Ok so you admit you have no idea what WiiU's eDRAM bandwidth is but you're happy to claim it as fact that it has a "low memory bandwidth".
Happy to admit i do not know the Wii U's eDRAM bandwidth.
To explain how i came to form my view about its likely bandwidth:
We know the Wii U's eDRAM is intergrated directly into the GPU die. Do you agree with this?
Also to clarify. When i say the eDRAM is slower then the Xbox 360's, i'm only refering to bandwidth between the eDRAM and the ROPs.
Why do i believe the above?
The Xbox 360's eDRAM and ROPs were tied together into one piece of silicon. Being on the same die this allowed Microsoft to create an incredibly high bandwidth between the eDRAM and ROPs directly. The bandwidth was aroun 256 gigabytes per second between the eDRAM and ROPs. Even by today's standards that's crazy. The logic behind this was to allow easy frame and z buffering, anti alisasing, and a few other things. That high bandwidth to the ROPs allowed these tasks to be done almost penalty free for developers.
Outside of the ROPs however, the rest of Xenos can't achieve any where near level of bandwidth from the eDRAM. From memory the bandwidth from eDRAM to Xenos is around 32 gigabytes per second. The eDRAM in the Xbox 360 really was geared for the afformentioned frame buffering, z buffering, aliasing etc. It had very limited use and versatility and was geared to primarily feed the ROPs.

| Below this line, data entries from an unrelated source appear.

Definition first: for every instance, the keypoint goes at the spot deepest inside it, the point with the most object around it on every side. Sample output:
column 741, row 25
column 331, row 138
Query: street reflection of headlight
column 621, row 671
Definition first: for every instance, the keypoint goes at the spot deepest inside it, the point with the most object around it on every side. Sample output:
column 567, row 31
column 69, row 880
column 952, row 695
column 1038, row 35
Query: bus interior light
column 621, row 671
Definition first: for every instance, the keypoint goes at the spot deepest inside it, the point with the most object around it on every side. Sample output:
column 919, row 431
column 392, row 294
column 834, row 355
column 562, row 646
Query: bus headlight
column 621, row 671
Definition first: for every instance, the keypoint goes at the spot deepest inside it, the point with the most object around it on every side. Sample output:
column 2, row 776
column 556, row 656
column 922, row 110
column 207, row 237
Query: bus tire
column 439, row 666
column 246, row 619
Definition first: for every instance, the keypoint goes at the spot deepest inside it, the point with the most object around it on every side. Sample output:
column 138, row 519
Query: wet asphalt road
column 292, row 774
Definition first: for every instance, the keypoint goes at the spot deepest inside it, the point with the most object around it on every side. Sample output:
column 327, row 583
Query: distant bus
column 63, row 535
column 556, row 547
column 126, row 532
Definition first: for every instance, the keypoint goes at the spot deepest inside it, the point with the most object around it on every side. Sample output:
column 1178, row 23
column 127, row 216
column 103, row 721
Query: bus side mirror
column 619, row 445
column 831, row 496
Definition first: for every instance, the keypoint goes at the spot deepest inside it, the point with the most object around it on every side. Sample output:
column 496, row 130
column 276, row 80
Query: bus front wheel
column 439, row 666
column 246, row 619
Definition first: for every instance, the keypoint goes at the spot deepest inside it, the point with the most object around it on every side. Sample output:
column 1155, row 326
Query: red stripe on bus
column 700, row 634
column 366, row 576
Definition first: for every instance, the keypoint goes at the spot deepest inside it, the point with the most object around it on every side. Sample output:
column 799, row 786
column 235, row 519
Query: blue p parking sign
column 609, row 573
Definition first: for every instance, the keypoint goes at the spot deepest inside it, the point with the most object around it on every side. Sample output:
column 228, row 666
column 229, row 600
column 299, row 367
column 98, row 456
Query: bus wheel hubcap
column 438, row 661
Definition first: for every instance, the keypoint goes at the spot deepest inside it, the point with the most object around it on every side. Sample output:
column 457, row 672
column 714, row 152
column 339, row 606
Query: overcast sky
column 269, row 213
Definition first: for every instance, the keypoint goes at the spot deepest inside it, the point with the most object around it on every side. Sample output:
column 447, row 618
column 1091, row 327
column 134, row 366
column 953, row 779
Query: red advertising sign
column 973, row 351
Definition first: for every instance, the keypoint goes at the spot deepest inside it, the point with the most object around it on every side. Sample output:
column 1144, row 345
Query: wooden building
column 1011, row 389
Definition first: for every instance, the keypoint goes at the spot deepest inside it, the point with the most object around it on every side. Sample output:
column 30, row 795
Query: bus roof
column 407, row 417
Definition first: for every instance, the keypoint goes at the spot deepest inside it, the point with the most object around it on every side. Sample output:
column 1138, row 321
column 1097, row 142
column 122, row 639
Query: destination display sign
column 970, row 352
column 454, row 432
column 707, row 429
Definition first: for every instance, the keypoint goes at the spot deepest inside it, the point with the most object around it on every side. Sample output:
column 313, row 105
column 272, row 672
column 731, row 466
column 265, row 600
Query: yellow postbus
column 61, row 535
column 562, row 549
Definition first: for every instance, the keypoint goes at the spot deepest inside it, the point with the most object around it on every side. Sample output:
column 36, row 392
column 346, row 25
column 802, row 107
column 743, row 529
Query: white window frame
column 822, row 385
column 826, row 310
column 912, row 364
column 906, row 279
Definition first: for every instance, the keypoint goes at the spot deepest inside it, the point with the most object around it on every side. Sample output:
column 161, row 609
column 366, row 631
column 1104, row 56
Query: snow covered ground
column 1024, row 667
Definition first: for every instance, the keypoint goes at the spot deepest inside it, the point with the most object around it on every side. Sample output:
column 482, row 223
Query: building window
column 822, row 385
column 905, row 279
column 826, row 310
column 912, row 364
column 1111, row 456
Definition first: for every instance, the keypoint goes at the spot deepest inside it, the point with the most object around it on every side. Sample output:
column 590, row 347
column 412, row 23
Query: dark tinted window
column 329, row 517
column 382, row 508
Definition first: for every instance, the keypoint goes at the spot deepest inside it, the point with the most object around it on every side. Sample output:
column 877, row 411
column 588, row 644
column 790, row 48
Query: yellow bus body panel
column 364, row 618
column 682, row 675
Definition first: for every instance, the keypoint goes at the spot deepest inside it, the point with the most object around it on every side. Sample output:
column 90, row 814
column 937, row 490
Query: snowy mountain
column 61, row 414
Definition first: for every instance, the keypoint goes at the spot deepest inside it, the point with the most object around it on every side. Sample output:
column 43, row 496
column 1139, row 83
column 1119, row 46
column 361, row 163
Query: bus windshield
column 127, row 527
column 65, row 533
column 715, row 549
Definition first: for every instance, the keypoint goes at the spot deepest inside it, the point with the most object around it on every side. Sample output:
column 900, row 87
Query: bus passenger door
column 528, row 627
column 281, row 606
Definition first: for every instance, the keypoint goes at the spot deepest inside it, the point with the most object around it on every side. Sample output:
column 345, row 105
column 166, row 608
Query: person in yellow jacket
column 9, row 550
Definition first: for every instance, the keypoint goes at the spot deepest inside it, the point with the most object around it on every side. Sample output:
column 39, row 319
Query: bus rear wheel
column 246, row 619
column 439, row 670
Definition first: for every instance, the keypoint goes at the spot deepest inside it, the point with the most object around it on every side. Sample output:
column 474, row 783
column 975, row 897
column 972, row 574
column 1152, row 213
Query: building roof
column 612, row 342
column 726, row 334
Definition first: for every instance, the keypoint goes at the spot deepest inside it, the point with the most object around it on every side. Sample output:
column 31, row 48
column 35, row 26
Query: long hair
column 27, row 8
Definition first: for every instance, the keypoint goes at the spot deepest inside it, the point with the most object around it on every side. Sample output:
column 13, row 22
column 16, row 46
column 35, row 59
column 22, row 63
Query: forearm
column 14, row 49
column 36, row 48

The Wii U's eDRAM however seems to be more general purpose, in line with the MEM1 pools in the Wii and Gamecube. The Wii U's eDRAM is not just going to be for frame buffer, z buffer, etc, thus why is 3.2x the size of the eDRAM in the Xbox 360. It's also designed to provide developers with a small capcity but incredibly high bandwidth and low lantecy memory pool to do whatever they want with. Developers can use the remaining memory left over to store anything from textures, GPGPU data, through to a cache to reduce I/O to the MEM2 pool and CPU.
Why do i believe the bus is sub 100 gigabytes per second?
With Nintendo opting to intergrate the Wii U's eDRAM directly into the GPU's die, that fabrication process is going to be a lot more complex and expensive then the Xbox 360's Xenon GPU. Heck its complex by any standard.
I cannot see AMD or Nintendo opting to split the eDRAM pool to provide one portion with a very high >200gbps to the ROPs, and another slower memory bus to the remainder of the GPU. That would be incredibly freaking expensive and complex bus design for any chip yet alone a GPU. As such i believe it would be far cheaper and easier for Nintendo and AMD to intergerate single bus between the eDRAM and GPU. That bus is shared between the ROPs and the remainder of the GPU. This bus would be faster then the 32 gigabytes per second of Xenos to its eDRAM, but slower then the 256 gigabytes per second of the Xbox 360's ROPs - eDRAM. The Wii U's eDRAM speed lies somewhere in the middle.
So that's my logic.
Wii U eDRAM is not split, its a single 32 megabyte block. It acts more like the Gamecube and Wii's MEM1 with developers being able to store what ever they want in the available space left after z buffering and frame buffering. The Wii U's eDRAM has a slower data throughput to its ROPs then the XBox 360s, but on the reverse the eDRAM is larger, more versatile, and throughput between the remainder of GPU and eDRAM is significantly higher then both the Xbox 360's eDRAM and its GDDR5.